Text(value='', description='You:', placeholder='Type something')

Button(description='Send', style=ButtonStyle())

Output()

In [16]:
torch.ones_like(dialogue)

tensor([[1, 1, 1, 1, 1, 1, 1, 1, 1, 1, 1, 1, 1, 1, 1, 1, 1, 1, 1, 1, 1, 1, 1, 1,
         1, 1, 1, 1, 1, 1, 1, 1, 1, 1, 1, 1, 1, 1, 1, 1, 1, 1, 1, 1, 1, 1, 1, 1,
         1]])

## Chatbot Context Truncation

Language models have a maximum sequence length they can process. For example, GPT-2's maximum context size is 1,024 tokens, and other models may vary. If we keep appending user inputs and bot responses to the conversation history indefinitely, we will eventually exceed the model's maximum input size.

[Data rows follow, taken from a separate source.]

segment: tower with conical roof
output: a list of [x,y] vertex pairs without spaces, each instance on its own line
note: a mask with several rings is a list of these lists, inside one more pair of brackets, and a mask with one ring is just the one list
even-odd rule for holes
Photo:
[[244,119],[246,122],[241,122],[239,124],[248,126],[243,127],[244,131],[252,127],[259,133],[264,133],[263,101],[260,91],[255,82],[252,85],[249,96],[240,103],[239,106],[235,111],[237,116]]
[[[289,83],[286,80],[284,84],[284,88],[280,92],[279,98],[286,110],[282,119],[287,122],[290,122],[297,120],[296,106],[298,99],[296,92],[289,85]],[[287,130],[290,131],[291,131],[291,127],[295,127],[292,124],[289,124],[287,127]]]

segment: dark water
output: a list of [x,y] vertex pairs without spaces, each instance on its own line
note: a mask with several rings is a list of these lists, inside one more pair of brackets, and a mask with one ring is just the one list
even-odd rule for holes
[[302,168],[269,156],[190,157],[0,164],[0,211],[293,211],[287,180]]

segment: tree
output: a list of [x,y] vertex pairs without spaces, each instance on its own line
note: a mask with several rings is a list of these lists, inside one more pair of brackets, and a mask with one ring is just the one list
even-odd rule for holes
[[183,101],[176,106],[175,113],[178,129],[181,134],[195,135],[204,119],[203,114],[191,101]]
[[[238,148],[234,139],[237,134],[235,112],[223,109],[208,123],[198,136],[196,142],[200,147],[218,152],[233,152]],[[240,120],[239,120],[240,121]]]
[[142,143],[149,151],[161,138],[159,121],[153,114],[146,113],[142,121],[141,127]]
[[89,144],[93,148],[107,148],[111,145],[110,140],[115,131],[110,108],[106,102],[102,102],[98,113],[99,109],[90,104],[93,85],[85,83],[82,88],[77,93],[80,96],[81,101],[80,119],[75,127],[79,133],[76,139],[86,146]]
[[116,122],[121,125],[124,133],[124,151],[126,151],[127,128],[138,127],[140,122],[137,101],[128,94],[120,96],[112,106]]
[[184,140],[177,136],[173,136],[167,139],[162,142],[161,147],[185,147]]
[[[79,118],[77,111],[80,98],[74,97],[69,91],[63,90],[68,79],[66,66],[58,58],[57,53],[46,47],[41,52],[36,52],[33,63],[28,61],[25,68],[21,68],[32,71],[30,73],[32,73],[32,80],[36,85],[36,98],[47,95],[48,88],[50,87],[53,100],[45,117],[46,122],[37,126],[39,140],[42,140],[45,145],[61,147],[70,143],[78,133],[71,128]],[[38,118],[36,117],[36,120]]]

To avoid exceeding the maximum length, we must truncate the conversation history by keeping only the most recent relevant parts of the conversation. Below is a code snippet providing an example of how to do this truncation, keeping the conversation within the model's limits.

In [17]:
def chat_w_truncation(user_input, chat_history_ids=None):
    # Tokenize new user input
    new_user_input_ids = tokenizer.encode(user_input + tokenizer.eos_token, return_tensors='pt')

    # Combine new input with chat history (if available)
    if chat_history_ids is not None:
        bot_input_ids = torch.cat([chat_history_ids, new_user_input_ids], dim=-1)
    else:
        bot_input_ids = new_user_input_ids
        
    # Define the maximum token length for the model (e.g., 1024 for GPT-2)
    max_length = model.config.n_ctx

    # Truncate the concatenated input to fit within the model's maximum input length
    if bot_input_ids.shape[-1] > max_length:
        bot_input_ids = bot_input_ids[:, -max_length:]
    
    # Generate attention mask corresponding to the input tokens, ignoring padded tokens
    attention_mask = torch.ones_like(bot_input_ids)

    # Generate response using model.generate
    chat_history_ids = model.generate(
        bot_input_ids,
        attention_mask=attention_mask,
        max_length=max_length,
        pad_token_id=tokenizer.eos_token_id
        # Include other generate parameters as needed...
    )
    
    # Decode the generated response
    response = tokenizer.decode(chat_history_ids[:, bot_input_ids.shape[-1]:][0], skip_special_tokens=True)
    
    return chat_history_ids, response


### Chatbot Old Context Summarization

To avoid losing potentially relevant information through truncation, we can summarize the older parts of the conversation history instead. Summarization compresses the extended dialogue into a shorter form, retaining the key points. This can be helpful for maintaining context without running into the token limit of the model.

Implementing summarization typically involves using a dedicated summarization model that condenses the older context into a shorter version and using this summarized context as a base for further generation. The summarization model should be capable of understanding the narrative of a dialogue and extracting the main topics or intents.